Bobby McFerrin and Mariah Carey are icons of vocal virtuosity, but for most of us, cutting pristine vocals in the recording studio is an iffy proposition. Poor technique and/or preparation, detrimental health habits, emotional pressure, or common colds can turn a vocalist's dulcet tones into timbral trash.

Unfortunately, all the tricks and toys available in modern recording studios can't turn a savaged voice into a Caruso or Callas. The beauty and power of the voice comes from within--literally. Basic knowledge of the body's sound-producing inner mechanism not only inspires better vocal tracking, but can help circumvent age-old problems such as sibilant distortion and mic popping.

Technology Meets Biology
The human voice is an exquisitely expressive instrument, and recording it's wide dynamic range and variable frequency spectrum can frustrate even the best engineers. In addition, recordists must predict split-second shifts in amplitude and resonance produced by lyric articulation and compensate for the voice's betrayal of a singer's emotional state and general health.
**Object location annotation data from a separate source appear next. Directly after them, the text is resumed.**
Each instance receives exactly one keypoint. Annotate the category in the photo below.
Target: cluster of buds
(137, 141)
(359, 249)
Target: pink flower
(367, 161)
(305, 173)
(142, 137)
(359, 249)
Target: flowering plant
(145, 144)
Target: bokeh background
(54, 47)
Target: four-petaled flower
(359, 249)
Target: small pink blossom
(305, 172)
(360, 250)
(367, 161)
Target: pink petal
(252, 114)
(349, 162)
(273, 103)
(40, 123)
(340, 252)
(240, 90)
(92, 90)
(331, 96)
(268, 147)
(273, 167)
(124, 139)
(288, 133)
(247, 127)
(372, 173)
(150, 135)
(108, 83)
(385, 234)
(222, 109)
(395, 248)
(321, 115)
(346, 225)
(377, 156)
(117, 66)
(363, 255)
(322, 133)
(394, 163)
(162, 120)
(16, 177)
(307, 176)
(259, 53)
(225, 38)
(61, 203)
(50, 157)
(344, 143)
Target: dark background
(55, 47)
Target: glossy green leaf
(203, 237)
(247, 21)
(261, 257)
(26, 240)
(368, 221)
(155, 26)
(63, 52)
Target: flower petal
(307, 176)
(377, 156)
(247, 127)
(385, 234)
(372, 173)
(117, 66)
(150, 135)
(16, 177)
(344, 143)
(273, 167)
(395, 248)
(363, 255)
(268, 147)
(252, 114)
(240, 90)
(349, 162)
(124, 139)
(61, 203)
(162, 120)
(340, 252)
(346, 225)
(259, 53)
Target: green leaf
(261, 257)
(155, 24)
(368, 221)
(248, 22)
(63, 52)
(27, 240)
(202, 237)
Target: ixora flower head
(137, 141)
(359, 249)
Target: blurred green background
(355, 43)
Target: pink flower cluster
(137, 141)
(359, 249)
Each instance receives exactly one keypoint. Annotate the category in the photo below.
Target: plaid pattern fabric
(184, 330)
To make matters worse, the process of vocalization has been poorly understood because its mysteries are hidden inside our bodies.

However, advances in computer technology and digital signal processors now permit voice scientists to take electrical readings of throat muscle activity, measure airflow, and analyze the spectral content of speech sounds. A recent development, videostroboscopy, finally revealed the rippling vibration of the vocal folds (or cords) in slow motion, using a fiber-optic tube carrying a tiny video camera and strobe light inserted into the throat.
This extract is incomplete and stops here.